The Printer

The title "The Printer" not only defines the inkjet printer I use to make my prints but also my career, for I am nothing if not a printer.

Darkroom days: countless hours printing in various darkrooms, many that I built myself. Before digital, computer displays and the internet photographs were, quite simply, seen by prints made on paper, whether published or actual prints.

My practice still is print based, although I gather much of the following of my work through my website and blog. Unfortunately, the presentation and craft of  prints that are exhibited these days is often lacking but still remains of paramount importance to me.

For almost 6 years virtually every print I have made came from my Epson 9900 44 inch inkjet printer. Though most friends and colleagues have moved on by now from theirs, mine kept on trucking, admittedly with more head cleanings and some banding from time to time. This is most likely attributable to a "single user", meaning me, and great care taken in preserving and maintaining the printer. Before it died last week it showed over 5000 prints made.

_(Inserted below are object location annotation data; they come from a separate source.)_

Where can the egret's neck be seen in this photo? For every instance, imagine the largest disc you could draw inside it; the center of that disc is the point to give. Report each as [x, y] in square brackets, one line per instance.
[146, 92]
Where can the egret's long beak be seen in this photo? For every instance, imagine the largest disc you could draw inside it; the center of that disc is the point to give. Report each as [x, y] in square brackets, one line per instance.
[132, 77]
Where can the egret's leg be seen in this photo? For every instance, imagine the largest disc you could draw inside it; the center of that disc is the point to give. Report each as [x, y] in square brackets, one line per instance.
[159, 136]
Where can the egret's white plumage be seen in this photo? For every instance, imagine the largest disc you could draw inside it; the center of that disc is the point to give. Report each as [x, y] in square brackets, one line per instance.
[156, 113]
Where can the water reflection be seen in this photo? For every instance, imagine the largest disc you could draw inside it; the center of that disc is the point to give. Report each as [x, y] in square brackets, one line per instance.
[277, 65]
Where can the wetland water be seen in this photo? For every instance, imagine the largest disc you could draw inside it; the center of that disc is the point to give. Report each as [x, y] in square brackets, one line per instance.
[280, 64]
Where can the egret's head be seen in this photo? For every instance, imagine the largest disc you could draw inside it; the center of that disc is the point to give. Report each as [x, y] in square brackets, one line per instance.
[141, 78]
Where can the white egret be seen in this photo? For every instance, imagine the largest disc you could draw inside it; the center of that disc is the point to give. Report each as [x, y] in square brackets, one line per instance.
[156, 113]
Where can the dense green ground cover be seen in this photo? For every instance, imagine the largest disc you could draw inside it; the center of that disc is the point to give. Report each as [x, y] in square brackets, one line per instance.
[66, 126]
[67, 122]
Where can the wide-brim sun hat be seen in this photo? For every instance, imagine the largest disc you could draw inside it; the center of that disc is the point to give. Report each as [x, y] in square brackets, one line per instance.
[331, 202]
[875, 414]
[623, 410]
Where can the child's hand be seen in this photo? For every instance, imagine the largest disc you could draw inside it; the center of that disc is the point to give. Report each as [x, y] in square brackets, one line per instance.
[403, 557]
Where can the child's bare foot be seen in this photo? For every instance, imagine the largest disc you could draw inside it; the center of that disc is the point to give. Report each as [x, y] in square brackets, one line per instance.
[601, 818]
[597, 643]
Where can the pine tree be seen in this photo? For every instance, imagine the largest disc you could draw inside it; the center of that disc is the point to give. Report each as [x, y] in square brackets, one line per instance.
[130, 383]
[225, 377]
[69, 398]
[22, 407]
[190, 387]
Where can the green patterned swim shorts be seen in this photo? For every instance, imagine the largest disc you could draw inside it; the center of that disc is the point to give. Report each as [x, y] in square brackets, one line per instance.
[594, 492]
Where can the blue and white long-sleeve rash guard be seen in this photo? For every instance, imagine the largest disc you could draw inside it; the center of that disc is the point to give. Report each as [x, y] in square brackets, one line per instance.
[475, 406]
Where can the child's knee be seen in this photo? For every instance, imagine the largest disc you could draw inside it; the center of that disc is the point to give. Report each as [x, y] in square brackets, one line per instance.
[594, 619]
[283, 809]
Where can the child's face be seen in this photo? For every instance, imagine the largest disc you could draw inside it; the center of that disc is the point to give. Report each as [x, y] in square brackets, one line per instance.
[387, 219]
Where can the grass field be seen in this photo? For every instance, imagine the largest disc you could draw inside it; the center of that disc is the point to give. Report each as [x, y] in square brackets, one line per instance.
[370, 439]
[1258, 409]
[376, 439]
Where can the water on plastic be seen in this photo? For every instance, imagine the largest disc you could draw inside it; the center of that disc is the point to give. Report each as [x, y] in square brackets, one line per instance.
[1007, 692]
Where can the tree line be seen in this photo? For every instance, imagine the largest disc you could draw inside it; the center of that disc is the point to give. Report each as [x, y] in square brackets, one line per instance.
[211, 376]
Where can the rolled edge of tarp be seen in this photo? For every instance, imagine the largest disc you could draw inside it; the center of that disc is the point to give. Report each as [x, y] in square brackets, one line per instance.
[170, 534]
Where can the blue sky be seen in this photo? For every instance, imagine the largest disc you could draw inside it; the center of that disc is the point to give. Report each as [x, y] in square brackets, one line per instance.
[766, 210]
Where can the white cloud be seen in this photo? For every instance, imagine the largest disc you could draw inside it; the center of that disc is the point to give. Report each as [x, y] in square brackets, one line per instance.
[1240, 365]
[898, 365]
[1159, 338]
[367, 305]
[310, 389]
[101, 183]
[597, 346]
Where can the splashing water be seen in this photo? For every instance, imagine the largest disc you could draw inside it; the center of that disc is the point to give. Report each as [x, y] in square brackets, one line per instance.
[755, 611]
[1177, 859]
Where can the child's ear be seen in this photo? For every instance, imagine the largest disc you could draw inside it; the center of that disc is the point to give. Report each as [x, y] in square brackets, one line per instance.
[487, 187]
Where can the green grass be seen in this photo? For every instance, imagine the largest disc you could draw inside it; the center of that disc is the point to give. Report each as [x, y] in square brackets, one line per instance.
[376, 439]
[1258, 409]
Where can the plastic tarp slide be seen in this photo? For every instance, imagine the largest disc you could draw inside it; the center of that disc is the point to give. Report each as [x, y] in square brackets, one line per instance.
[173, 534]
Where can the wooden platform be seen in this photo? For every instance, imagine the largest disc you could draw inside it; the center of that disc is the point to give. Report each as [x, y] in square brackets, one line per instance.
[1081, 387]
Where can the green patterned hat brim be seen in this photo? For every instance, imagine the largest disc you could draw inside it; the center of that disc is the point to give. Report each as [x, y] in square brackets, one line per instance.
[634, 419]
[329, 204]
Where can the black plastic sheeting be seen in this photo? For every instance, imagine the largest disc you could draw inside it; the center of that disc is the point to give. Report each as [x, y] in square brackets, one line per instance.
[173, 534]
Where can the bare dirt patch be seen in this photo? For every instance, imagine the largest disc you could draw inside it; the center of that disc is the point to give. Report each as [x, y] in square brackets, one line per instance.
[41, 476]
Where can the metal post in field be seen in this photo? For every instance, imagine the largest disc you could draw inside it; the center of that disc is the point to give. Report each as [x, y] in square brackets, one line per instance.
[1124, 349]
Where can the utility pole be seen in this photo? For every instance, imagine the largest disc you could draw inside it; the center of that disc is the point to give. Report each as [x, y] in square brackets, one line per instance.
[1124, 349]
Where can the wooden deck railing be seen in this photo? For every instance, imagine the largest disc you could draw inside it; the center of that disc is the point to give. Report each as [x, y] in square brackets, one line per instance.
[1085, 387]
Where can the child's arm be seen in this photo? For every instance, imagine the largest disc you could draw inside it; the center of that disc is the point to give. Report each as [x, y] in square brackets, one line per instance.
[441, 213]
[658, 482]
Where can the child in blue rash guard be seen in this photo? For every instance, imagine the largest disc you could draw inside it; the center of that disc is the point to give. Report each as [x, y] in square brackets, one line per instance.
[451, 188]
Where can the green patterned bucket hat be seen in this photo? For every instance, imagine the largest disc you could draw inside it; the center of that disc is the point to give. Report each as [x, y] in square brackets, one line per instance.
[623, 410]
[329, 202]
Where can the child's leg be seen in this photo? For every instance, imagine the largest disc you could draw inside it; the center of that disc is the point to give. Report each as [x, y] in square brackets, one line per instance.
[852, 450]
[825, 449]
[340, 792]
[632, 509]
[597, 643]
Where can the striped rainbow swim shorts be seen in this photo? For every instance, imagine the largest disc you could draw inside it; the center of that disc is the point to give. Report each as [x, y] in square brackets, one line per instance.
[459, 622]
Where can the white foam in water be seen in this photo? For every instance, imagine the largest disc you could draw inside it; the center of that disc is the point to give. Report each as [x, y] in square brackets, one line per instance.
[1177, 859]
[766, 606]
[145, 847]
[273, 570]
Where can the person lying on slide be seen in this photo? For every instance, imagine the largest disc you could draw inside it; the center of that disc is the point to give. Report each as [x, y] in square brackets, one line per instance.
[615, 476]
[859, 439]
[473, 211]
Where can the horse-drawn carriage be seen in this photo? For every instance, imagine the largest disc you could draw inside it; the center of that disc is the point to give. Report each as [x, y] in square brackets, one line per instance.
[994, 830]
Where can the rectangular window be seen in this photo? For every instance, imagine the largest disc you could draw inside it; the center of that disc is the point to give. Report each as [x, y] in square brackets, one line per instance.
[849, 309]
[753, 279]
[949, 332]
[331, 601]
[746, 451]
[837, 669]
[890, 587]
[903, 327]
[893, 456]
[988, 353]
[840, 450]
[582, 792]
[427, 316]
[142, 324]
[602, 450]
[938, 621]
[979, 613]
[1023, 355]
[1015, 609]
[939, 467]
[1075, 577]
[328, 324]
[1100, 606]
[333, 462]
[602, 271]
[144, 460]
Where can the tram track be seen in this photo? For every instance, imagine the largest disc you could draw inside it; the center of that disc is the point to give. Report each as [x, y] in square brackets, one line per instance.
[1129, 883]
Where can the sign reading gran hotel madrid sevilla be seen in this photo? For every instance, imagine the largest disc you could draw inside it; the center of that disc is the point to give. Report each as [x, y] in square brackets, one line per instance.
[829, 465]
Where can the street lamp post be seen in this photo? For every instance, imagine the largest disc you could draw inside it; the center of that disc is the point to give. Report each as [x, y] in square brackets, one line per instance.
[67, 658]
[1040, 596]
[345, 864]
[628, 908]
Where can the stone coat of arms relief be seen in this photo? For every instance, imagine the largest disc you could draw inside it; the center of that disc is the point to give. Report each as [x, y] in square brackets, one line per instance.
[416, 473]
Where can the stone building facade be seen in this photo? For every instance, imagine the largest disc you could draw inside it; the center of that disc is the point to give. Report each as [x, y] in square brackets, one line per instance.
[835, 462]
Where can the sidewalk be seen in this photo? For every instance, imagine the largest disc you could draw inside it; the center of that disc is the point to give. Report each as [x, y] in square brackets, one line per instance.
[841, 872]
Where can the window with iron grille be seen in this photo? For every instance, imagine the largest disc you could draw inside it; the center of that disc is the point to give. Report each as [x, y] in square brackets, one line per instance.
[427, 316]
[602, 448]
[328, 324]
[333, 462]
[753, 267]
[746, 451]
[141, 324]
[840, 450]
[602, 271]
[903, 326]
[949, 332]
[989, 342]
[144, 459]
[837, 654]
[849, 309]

But returning from the recent trip out west to start editing files and print the work from the wheat fields of the Palouse, I ran into trouble right away. I could not get the yellow ink to give me much yellow at all. Think "wheat" in color. Yellow is the most important of colors.  I'd dial in more yellow, saturating it on screen and the subsequent print would only show a little. Nozzle checks bore this out. A significant gap in the yellow range. Several cleanings and what is called a "power clean" which uses a lot of ink, and the head was still clogged. These are sure signs that the head needs replacement. By the time you pay for a technician to come and replace the head and do the work to bring the printer up to specification you really just should purchase a new printer.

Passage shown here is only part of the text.